Investing.com - U.S. stocks opened higher on Tuesday, after the release of upbeat U.S. economic reports, while investors eyed more U.S. data to come later in the day.
During early U.S. trade, the Dow Jones Industrial Average climbed 0.53%, the S&P 500 index advanced 0.50%, while the Nasdaq Composite index gained 0.56%.
The Standard & Poor's/Case Shiller composite 20 house price index rose to an annualized rate of 8.1% in January, from 6.8% the previous month, beating expectations for a rise to 7.9%.
The report came after the Census Bureau said that U.S. core durable goods orders fell 0.5% in February, disappointing expectations for a 0.5% rise, after a 2.9% increase the previous month.
However, durable goods orders, including transportation items, rose 5.7% last month, more than the expected 3.8% increase, following a 3.8% decline in January.
Meanwhile, investors remained cautious after the head of the Eurogroup, Jeroen Dijsselbloem, said on Monday that the rescue program agreed for Cyprus represents a new model for resolving euro zone banking problems and other countries may have to restructure their banking sectors.
In the same sector, Intel was said to be making progress in talks with Time Warner, NBC Universal and Viacom to obtain TV shows and films for a first-of-its kind online pay-TV service, sending the company's shares up 0.76%.
Among Internet-related stocks, Yahoo shares climbed 0.46% as the company was reportedly preparing to pay about USD30 million to buy Summly, a mobile startup run by a 17-year-old. Summly is a mobile application that summarizes news articles for small-screen devices.

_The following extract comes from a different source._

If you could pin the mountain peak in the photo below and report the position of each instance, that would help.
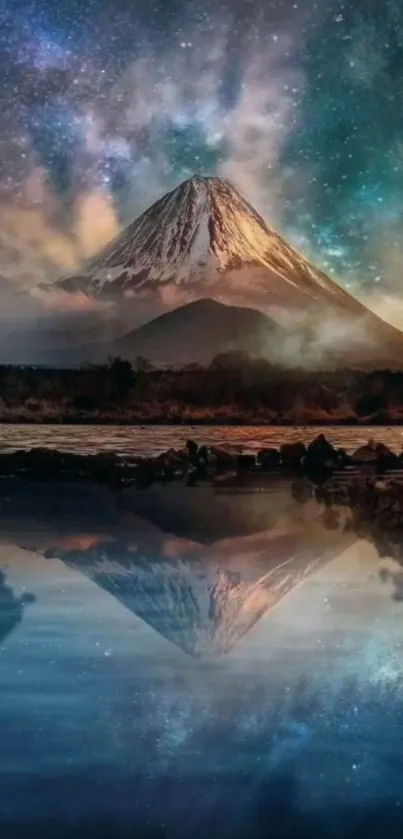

Elsewhere, Boeing jumped 1.26% after the aircraft manufacturer said it was planning a final 787 test flight in the coming days, after taking the grounded Dreamliner aloft on Monday to evaluate fixes to lithium-ion batteries that overheated on two aircraft earlier this year.

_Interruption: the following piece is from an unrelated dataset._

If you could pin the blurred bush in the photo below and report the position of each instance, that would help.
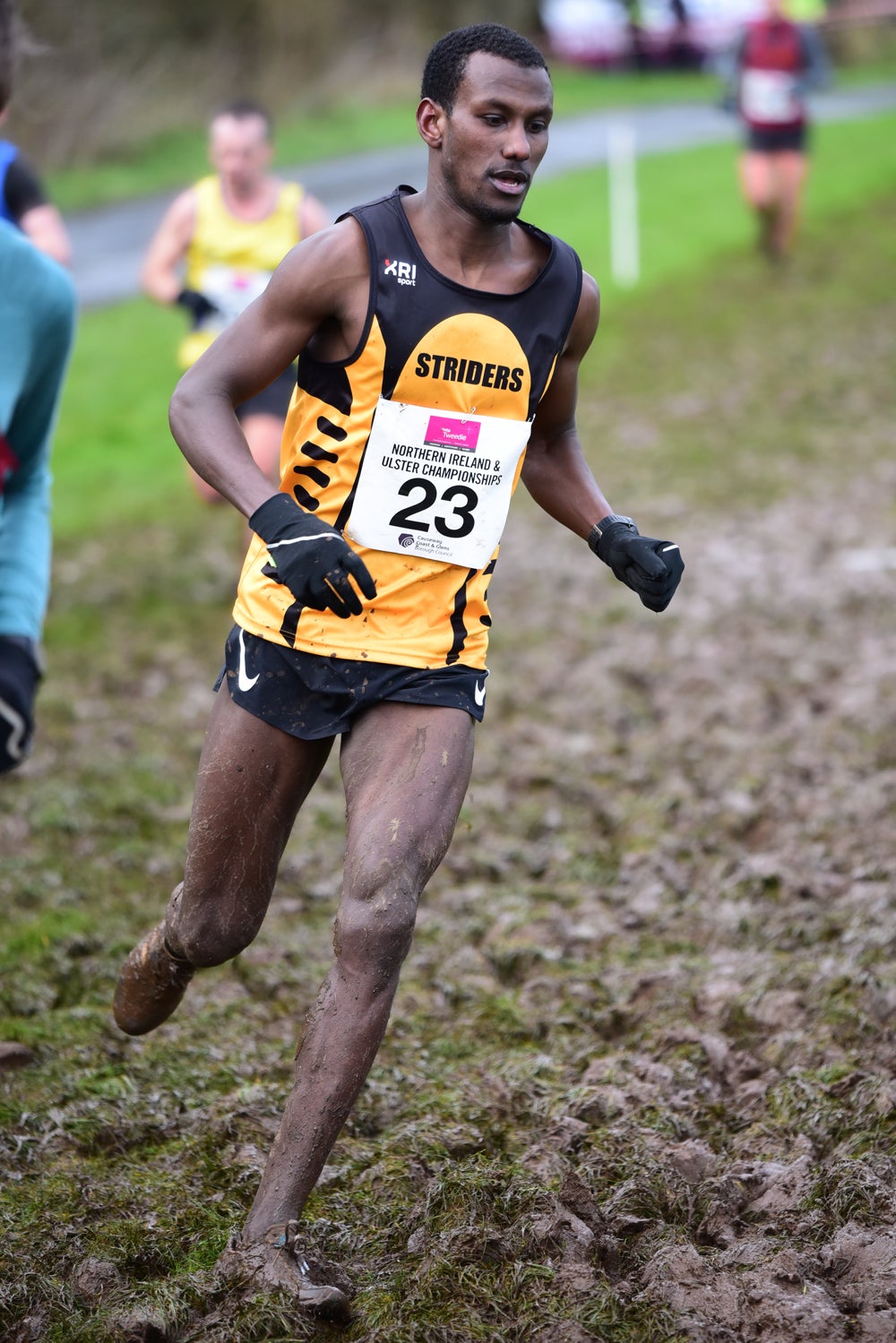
(102, 75)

Financial stocks added to gains, with shares in Bank of America gaining 0.48% and JP Morgan advancing 0.45%, while Citigroup and Goldman Sachs rallied 0.72% and 0.95% respectively.
Separately, Goldman Sachs and Berkshire Hathaway amended the warrants Berkshire holds as part of the lifeline it gave Goldman during the financial crisis.
Across the Atlantic, European stock markets were mixed to higher. The EURO STOXX 50 dipped 0.03%, France's CAC 40 climbed 0.75%, Germany's DAX added 0.29%, while Britain's FTSE 100 rose 0.24%.
During the Asian trading session, Hong Kong's Hang Seng Index added 0.27%, while Japan's Nikkei 225 Index dropped 0.6%.
Later in the day, the U.S. was to release a government report new home sales as well as data on consumer confidence.